[vkjv]

tl;dr: "...it is clear that distribution of these images may open both the users and the publishers of these images to public repositories to legal action."

If you build your own images that include the Oracle JDK, host them in a private registry, and don't distribute them to 3rd parties you are probably fine. Otherwise, you may be in violation.

I am definitely not a lawyer, but I don't see how this is something specific to docker. Wouldn't this apply to VMs as well?

[teraflop]

Sure, but the default Docker registry is public, and Docker encourages you to create and publish images without any mention of copyright.

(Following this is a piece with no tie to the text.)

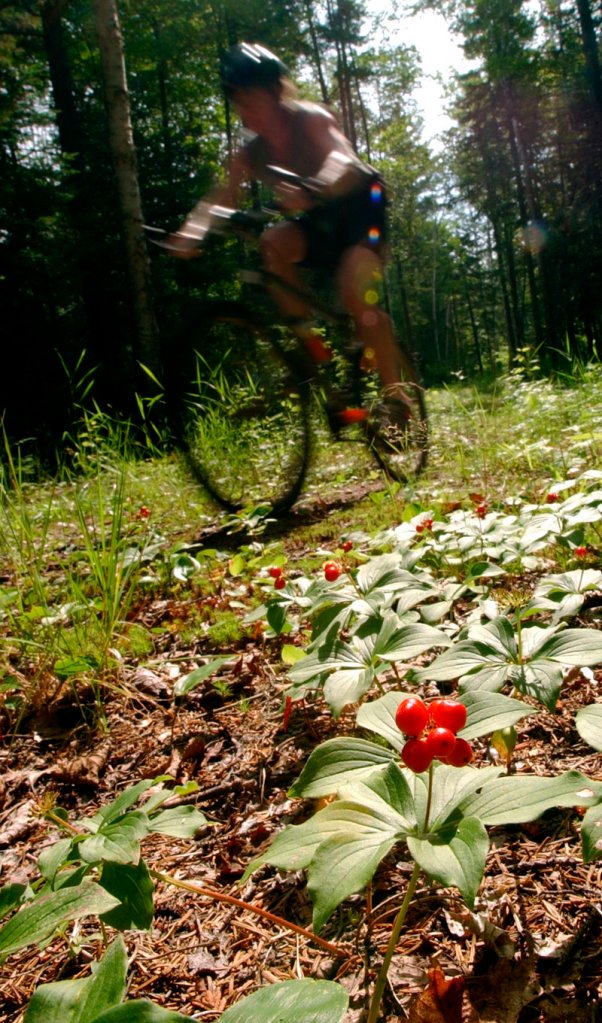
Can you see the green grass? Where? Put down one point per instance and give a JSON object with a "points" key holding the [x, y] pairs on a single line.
{"points": [[82, 553]]}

The same argument applies to e.g. EC2 machine images, but AMIs are private by default.

[alblue]

The difference with a VM image (or an .iso, for that matter) is that it contains both your program and the JRE in the same deployable unit, which is what the license permits.

Docker containers, by contrast, store each layer separately, so that you can build up a runtime by overlaying multiple layer elements. Each software install results in its own layer being created and then pushed independently. This allows deltas to be shipped more efficiently since they only store the changes for each layer. However it now means that you're shipping the JRE separately from your application, which is against the rights given by the license.

[imtringued]

I am not a lawyer either but it all boils down to distributing JRE + your software is okay but distributing the JRE alone is not.